Other major metros with a population of at least 1 million and foreclosure rates in the top 50 highest nationwide, included Cleveland, Ohio at No.6, Birmingham, Alabama at No. 9, Jacksonville, Florida at No. 12, Miami, Florida at No. 34, and Riverside, California at No. 39.
Foreclosure starts increase 3 percent from last quarter
Lenders started the foreclosure process on 17,652 U.S. properties in Q1 2021, up 3 percent from the previous quarter but down 78 percent from a year ago.
Those states that saw the greatest quarterly increase in foreclosure starts and had 500 or more foreclosure starts in Q1 2021, included California (up 36 percent); Ohio (up 25 percent); North Carolina (up 15 percent); Virginia (up 11 percent); and South Carolina (up 10 percent).
Bank repossessions increase 14 percent from last quarter
Lenders repossessed 7,320 U.S. properties through foreclosure (REO) in Q1 2021, up 14 percent from the previous quarter but down 87 percent from a year ago.
Those states that had the greatest number of REOs in Q1 2021 were Florida (945 REOs); Illinois (610 REOs); California (414 REOs); Texas (370 REOs); and Arizona (330 REOs).
Average foreclosure timeline increases 8 percent in first quarter 2021
Properties foreclosed in the first quarter of 2021 had been in the foreclosure process an average of 930 days, up 8 percent from an average 857 days for properties foreclosed in the fourth quarter of 2020 and up 38 percent from an average of 673 days for properties foreclosed in the first quarter of 2020.
"The government's foreclosure moratorium, and the CARES Act mortgage forbearance program have extended foreclosure timelines for owner-occupied homes by a full year," Sharga noted. "Hopefully, this extra time will give financially-distressed homeowners the chance to get back on their feet, and work with their lenders to avoid a foreclosure when the government programs expire."
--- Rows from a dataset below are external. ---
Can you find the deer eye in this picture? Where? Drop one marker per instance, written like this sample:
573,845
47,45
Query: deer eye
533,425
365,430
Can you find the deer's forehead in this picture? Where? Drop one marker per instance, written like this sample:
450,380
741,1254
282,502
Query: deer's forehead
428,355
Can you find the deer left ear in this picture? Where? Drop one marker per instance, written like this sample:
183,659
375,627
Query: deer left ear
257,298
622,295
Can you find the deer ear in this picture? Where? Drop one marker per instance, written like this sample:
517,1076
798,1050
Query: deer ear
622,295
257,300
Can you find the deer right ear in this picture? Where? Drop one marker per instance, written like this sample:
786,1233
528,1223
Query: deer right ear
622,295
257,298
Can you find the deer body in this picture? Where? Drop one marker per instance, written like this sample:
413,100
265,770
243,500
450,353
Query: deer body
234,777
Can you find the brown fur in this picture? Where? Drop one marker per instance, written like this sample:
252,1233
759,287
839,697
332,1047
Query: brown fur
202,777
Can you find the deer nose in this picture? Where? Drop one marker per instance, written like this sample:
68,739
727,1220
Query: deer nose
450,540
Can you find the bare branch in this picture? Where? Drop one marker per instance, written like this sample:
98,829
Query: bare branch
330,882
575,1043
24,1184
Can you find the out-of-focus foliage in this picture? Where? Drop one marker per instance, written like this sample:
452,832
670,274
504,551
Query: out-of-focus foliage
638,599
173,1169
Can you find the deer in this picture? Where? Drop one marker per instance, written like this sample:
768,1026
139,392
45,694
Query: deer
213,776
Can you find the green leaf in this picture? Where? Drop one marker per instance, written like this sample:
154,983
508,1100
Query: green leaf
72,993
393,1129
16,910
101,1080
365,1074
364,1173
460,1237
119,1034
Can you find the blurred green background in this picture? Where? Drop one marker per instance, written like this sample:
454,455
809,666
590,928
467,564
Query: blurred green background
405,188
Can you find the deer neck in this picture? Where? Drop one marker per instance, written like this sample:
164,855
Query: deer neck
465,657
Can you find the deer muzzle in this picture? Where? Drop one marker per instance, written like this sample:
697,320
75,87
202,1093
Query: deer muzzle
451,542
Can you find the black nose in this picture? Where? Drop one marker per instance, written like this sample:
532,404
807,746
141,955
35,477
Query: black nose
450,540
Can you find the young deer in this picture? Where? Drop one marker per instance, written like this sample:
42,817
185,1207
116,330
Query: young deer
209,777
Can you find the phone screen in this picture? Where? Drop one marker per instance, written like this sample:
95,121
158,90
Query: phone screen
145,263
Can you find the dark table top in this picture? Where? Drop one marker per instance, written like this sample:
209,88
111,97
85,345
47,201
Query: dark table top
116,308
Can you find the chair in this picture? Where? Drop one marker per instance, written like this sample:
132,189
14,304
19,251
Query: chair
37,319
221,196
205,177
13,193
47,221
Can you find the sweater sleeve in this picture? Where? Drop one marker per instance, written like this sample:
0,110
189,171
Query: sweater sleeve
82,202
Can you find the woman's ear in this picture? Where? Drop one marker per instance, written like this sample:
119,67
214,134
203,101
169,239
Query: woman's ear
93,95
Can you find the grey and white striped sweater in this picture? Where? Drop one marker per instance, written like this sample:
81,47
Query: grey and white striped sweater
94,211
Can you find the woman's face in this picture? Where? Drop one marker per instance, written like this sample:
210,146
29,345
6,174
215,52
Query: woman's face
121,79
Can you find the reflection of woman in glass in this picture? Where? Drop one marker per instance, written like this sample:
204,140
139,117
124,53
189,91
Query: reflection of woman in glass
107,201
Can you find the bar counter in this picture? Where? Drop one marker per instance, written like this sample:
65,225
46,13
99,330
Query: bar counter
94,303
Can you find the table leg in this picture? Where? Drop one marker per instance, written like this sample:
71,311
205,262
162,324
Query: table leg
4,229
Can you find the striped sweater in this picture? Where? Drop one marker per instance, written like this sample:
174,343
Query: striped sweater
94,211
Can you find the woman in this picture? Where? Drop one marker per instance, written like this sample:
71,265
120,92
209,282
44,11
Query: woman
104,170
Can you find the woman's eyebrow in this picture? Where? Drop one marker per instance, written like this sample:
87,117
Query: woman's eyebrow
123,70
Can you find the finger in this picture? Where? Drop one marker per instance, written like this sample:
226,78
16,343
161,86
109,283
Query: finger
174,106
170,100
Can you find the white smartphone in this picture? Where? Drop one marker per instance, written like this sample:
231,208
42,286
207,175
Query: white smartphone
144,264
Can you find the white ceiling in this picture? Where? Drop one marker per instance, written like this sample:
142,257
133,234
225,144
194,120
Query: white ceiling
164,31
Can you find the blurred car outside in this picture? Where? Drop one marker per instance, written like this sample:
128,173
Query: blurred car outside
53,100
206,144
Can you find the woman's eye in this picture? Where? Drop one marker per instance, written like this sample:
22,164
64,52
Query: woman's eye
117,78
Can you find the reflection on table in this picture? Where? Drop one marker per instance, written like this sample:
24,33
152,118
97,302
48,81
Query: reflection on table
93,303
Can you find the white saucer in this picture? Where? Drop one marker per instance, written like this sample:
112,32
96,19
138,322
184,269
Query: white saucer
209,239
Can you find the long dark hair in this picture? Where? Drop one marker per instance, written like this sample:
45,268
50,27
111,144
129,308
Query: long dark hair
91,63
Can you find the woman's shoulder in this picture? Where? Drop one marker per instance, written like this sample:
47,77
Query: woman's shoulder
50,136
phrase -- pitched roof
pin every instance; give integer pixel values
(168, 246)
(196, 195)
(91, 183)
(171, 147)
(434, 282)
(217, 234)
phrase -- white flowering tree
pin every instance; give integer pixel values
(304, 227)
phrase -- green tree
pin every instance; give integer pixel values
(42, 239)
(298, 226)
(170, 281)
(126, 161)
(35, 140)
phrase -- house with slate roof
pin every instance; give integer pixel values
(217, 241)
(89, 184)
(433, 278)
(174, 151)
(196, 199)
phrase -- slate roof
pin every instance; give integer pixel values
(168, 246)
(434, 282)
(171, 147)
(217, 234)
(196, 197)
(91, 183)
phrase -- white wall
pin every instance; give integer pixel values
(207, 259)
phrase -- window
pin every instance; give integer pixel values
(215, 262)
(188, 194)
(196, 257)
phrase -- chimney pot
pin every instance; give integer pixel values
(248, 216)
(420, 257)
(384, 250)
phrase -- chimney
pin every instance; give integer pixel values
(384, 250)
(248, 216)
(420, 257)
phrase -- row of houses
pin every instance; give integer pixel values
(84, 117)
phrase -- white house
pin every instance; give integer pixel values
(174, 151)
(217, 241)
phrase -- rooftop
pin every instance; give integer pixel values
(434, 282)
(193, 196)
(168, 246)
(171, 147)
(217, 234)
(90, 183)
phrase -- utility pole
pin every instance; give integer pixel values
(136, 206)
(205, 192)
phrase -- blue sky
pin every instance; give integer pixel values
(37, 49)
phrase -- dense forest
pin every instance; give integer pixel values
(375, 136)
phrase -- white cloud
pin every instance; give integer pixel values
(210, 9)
States with the longest average foreclosure timelines for properties foreclosed in Q1 2021 were Arizona (1,939 days); New Jersey (1,764 days); New York (1,691 days); Pennsylvania (1,654 days); and Hawaii (1,650 days).
States with the shortest average times to foreclose in Q1 2021 were West Virginia (48 days); Montana (76 days); Nebraska (112 days); Mississippi (132 days); and Missouri (189 days).